Many primary immunodeficiencies that lead to increased susceptibility to mycobacterial infections result from mutations in genes encoding proteins involved in either the IL-12 activation and signaling pathway (such as NEMO, IL-12, the IL-12 receptor chain, and the associated TYK2 signaling molecule) or the IFN-γ pathway. The clearance of intravesicular infections relies on IFN-γ production by TH1cells, which is stimulated by IL-12 secretion from antigen-presenting cells (APCs) (figure 1). NEMO is a ubiquitin-binding protein that helps form the IKK complex. It is involved in innate immune signaling. NEMO protein is a part of the IKK complex in the NF-κB activation pathway. NF-κB is an essential transcription factor in activating immune responses with T and B cell activation. Thus, most mutations in the NEMO gene result in more immune defects and susceptibility patterns, which are observed in patients with MSMD.

Conclusion

Many innate immune defects lead to lesser phagocytic cells or defective phagocytic processes. Chronic granulomatous disease impacts phagocytic function and occurs in two distinct forms. Chronic granulomatous disease happens due to the defective NADPH oxidase enzyme. Thus, patients with this disease suffer from infections with bacterial and fungal pathogens with excessive inflammatory responses that form granulomas. The disease is treated with antibiotics and antifungal compounds.

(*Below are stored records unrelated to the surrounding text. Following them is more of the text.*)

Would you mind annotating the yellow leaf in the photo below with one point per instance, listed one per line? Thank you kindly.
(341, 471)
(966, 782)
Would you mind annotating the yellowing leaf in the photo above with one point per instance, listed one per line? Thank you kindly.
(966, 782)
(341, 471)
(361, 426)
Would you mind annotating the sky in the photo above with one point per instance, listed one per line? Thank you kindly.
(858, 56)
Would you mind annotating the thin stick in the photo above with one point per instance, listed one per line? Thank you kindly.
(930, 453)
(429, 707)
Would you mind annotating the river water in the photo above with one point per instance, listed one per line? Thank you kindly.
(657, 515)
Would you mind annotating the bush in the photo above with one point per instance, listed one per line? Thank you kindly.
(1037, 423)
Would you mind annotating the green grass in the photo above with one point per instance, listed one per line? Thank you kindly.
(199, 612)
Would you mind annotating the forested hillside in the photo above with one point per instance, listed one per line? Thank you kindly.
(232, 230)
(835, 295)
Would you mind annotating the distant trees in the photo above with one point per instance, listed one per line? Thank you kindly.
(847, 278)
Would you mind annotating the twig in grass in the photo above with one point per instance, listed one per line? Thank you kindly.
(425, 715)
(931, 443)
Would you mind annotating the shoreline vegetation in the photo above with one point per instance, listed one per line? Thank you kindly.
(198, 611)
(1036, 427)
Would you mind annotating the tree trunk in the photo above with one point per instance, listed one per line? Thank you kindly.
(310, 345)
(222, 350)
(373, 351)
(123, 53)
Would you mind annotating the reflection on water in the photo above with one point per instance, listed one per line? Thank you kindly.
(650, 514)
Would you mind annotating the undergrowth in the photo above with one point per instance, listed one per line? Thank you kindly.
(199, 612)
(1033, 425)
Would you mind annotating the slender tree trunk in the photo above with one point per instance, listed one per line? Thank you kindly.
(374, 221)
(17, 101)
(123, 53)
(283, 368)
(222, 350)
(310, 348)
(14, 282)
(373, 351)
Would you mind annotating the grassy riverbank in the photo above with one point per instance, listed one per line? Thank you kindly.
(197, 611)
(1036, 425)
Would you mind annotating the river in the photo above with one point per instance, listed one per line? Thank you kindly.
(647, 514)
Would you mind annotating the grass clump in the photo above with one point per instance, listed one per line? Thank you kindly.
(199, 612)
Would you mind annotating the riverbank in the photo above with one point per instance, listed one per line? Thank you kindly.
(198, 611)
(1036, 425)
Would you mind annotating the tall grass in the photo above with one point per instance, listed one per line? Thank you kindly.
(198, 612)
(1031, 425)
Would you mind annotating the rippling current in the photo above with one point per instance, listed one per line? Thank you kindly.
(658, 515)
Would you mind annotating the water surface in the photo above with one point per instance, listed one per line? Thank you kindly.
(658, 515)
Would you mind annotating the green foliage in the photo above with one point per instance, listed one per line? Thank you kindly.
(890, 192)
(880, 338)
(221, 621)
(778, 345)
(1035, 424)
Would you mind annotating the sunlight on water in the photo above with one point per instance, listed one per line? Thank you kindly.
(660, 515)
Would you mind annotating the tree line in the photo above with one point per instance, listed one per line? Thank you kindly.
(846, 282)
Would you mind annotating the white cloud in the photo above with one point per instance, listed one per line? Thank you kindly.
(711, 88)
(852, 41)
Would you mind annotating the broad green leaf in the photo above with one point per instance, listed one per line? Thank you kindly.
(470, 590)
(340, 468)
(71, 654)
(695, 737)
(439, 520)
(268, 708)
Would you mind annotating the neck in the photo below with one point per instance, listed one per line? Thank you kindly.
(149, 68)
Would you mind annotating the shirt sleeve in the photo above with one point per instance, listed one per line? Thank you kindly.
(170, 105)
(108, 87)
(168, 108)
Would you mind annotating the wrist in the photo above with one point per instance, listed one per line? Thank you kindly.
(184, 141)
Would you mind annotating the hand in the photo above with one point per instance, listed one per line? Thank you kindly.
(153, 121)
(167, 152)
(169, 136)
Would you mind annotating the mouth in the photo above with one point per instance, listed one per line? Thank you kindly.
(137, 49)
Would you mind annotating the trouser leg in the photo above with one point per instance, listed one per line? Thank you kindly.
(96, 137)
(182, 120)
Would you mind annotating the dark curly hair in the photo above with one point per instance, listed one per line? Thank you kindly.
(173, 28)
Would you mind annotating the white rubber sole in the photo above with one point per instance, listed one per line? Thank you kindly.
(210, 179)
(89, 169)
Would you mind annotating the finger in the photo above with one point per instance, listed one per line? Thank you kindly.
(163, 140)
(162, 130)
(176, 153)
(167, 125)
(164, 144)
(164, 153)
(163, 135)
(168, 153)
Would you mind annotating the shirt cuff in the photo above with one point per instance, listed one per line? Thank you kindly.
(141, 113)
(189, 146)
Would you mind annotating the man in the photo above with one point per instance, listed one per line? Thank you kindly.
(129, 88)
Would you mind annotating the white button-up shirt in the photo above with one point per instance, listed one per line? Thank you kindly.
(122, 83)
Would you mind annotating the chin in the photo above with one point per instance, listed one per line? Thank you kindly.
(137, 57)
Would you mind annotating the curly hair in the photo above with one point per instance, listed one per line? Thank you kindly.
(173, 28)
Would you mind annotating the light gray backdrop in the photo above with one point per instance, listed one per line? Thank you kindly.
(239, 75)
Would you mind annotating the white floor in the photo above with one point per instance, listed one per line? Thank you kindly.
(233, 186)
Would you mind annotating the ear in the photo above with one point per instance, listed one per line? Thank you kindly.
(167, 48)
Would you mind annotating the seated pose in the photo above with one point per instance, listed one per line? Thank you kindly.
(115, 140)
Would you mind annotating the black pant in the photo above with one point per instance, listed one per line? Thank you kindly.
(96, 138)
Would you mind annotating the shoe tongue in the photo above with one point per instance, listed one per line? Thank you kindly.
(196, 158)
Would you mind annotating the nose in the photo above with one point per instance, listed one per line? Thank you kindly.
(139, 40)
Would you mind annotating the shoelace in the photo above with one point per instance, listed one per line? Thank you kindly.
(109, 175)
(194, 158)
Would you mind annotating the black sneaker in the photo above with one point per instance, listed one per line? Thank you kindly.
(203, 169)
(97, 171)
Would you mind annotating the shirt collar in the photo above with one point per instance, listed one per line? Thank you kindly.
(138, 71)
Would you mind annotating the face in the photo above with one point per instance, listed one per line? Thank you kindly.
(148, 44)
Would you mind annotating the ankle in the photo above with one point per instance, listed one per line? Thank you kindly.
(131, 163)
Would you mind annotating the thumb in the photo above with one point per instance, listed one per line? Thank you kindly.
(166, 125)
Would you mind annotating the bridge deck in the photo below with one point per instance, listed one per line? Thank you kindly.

Chediak-Higashi syndrome is a rare autosomal recessive disease characterized by recurrent bacterial infections, faulty blood clotting, pigmentation, and neurologic function. Immunodeficiency is marked by depressed numbers of neutrophils (neutropenia), and less functioning of T cells, NK cells, and granulocytes.

A group of immunodeficiency disorders has recently been classified under a mixed-cell category due to their common feature of Mendelian (single-gene) inheritance, which increases susceptibility to mycobacterial diseases (MSMDs). Many primary immunodeficiencies that lead to increased susceptibility to mycobacterial infections result from mutations in genes encoding proteins involved in either the IL-12 activation and signaling pathway (such as NEMO, IL-12, the IL-12 receptor chain, and the associated TYK2 signaling molecule) or the IFN-γ pathway.